More than four years after the deadly collapse of the Champlain Towers South condominium complex in Surfside, Florida, federal investigators are expected to announce their preliminary findings on Tuesday regarding the cause of the tragedy.
“It is more likely that the collapse initiated in the pool deck than the tower,” a slide deck prepared ahead of today’s National Construction Safety Team Advisory Committee meeting states.
Champlain Towers South was an oceanfront complex just north of the Miami Beach city line. The collapse of the structure killed 98 people in the middle of the night in June 2021.
This aerial view, shows search and rescue personnel working on site after the partial collapse of the Champlain Towers South in Surfside, north of Miami Beach, June 24, 2021.
Chandan Khanna/AFP via Getty Images
Researchers from the National Institute of Standards and Technology have preliminarily concluded that the pool deck started to collapse more than seven minutes before the building fell to the ground, confirming what was suggested in earlier media reports.
The exact cause of the collapse has been under investigation in the years since the incident, but investigators have long focused part of their attention on the pool deck.
This aerial view, shows search and rescue personnel working on site after the partial collapse of the Champlain Towers South in Surfside, north of Miami Beach, June 24, 2021.

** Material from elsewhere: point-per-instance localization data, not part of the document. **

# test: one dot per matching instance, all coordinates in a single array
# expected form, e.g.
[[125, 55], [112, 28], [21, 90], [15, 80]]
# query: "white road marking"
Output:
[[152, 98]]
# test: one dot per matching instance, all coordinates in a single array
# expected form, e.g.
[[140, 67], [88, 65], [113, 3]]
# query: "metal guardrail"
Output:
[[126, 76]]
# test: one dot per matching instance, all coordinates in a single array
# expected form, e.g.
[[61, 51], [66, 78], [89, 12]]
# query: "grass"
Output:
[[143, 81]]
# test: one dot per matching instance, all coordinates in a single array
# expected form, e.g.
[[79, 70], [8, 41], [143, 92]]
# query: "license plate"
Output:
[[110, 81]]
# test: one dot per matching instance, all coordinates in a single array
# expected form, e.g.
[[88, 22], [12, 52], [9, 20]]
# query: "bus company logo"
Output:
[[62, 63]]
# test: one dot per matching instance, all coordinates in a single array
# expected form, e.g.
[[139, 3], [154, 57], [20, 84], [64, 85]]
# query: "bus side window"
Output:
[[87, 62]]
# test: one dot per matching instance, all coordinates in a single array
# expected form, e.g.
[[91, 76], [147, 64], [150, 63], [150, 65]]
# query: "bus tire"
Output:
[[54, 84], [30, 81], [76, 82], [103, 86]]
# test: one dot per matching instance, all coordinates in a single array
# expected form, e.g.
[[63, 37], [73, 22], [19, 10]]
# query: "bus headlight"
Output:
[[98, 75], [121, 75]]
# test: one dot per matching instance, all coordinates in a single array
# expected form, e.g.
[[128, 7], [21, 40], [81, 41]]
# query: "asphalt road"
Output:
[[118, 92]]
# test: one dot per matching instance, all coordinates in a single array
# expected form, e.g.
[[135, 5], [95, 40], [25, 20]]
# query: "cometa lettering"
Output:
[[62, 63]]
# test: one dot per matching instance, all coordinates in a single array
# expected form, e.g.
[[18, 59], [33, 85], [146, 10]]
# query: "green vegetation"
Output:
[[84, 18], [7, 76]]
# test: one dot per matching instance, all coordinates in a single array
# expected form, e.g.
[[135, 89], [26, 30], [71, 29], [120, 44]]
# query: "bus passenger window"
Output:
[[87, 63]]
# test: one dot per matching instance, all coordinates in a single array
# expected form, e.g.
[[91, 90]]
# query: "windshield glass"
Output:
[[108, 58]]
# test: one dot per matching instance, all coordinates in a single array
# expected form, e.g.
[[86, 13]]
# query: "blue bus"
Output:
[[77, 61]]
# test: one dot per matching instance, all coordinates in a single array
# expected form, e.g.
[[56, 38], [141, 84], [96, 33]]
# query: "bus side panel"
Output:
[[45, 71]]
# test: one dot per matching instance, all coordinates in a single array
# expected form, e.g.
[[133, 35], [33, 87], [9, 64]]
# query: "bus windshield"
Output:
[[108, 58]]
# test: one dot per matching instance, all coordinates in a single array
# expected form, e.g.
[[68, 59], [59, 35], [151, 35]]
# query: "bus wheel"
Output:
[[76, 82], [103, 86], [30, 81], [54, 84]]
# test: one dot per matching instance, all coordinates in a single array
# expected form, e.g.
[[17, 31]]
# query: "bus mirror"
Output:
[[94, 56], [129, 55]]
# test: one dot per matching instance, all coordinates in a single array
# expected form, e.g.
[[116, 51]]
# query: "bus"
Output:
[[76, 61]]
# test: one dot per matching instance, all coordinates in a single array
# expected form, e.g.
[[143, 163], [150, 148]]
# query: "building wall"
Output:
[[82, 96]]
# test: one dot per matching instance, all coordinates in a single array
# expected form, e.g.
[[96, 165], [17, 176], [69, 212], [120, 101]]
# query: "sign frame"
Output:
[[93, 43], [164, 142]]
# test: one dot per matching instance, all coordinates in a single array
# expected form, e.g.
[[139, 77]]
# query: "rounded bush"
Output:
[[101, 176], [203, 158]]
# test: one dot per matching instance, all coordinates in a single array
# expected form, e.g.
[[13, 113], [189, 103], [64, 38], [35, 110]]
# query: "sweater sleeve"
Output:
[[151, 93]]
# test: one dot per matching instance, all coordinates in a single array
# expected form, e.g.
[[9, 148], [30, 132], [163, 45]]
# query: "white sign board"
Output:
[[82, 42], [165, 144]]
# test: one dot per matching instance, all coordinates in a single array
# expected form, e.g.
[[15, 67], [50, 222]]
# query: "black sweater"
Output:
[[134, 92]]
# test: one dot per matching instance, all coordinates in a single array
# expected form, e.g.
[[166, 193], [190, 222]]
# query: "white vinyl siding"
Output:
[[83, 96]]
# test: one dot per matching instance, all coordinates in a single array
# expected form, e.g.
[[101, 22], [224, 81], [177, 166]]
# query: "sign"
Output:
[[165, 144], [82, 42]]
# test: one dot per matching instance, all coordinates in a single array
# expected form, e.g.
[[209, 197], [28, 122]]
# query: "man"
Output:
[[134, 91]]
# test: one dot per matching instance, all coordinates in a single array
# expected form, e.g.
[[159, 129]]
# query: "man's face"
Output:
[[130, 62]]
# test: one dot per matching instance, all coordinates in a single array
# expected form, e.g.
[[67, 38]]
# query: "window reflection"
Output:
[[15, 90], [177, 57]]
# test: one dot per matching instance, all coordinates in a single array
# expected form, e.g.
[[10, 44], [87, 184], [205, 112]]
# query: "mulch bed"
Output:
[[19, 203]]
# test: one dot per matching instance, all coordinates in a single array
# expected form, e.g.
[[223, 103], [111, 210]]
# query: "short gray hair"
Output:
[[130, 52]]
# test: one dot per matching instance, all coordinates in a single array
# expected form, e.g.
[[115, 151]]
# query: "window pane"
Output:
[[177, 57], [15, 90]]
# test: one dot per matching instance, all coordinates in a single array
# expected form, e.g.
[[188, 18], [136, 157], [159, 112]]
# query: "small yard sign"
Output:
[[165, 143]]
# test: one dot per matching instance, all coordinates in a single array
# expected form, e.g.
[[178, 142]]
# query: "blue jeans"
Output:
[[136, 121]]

Chandan Khanna/AFP via Getty Images
“At the time of the failure, the pool deck’s slab-column connections had critically low margins of safety,” the presentation notes. “The bulk of the critically low margins of safety was caused by design understrength and misplaced slab reinforcement.”

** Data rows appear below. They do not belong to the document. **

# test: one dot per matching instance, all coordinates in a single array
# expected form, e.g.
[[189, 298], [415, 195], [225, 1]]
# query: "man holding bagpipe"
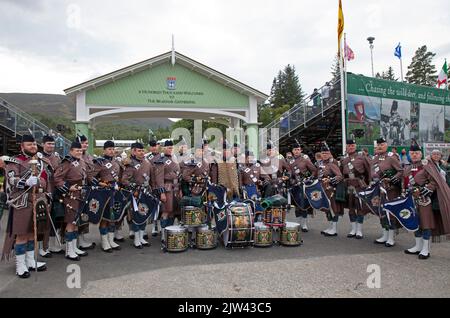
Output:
[[27, 190], [48, 244], [302, 168], [251, 181], [153, 156], [83, 228], [193, 173], [171, 186], [330, 176], [106, 174], [387, 170], [357, 175], [432, 198], [71, 180], [146, 182]]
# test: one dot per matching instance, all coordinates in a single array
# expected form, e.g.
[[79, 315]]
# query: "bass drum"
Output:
[[206, 238], [290, 234], [240, 227], [263, 235], [176, 238]]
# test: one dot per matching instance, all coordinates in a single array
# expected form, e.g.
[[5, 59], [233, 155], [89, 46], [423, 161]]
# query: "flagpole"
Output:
[[401, 67], [343, 95]]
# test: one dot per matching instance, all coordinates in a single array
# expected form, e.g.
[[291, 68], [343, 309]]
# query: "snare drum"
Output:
[[176, 238], [192, 216], [290, 234], [275, 216], [206, 238], [240, 226], [263, 235]]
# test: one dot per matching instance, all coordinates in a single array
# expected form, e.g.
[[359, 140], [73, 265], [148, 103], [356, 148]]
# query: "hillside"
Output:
[[64, 107]]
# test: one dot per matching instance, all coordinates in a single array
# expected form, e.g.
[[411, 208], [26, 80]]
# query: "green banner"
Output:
[[397, 111]]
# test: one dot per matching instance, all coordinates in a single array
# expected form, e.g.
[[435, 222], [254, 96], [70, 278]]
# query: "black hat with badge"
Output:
[[324, 147], [47, 138], [108, 144], [27, 138], [414, 146]]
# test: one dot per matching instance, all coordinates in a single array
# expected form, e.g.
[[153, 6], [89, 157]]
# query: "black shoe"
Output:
[[83, 255], [76, 259], [42, 268], [24, 275], [57, 253], [90, 247]]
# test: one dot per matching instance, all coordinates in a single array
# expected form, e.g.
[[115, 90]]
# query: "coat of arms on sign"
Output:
[[171, 83]]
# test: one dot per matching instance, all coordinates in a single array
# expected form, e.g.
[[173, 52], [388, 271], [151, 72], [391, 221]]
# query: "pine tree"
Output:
[[286, 88], [336, 70], [388, 75], [421, 71]]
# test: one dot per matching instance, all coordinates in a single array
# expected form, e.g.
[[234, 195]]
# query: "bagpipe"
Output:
[[145, 206], [402, 208], [316, 196], [297, 191]]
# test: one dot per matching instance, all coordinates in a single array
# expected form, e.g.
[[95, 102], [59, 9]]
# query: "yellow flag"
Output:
[[340, 26]]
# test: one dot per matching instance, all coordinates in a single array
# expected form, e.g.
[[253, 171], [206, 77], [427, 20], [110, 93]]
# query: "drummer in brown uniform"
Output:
[[330, 176], [275, 168], [153, 156], [250, 175], [83, 242], [49, 244], [70, 177], [427, 181], [141, 174], [107, 172], [356, 169], [301, 167], [387, 169], [171, 186], [21, 181], [193, 173]]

Officials noted in their presentation that issues with the pool deck existed from the time Champlain Towers South was built more than four decades ago.
“The structure had low resistance to progressive collapse, allowing the collapse of the pool deck to spread into and throughout the middle and east parts of the tower,” the slides added.
The federal probe into the collapse has been delayed several times. The final investigative report was previously expected to be completed in 2025, but that goal has since been pushed back another year.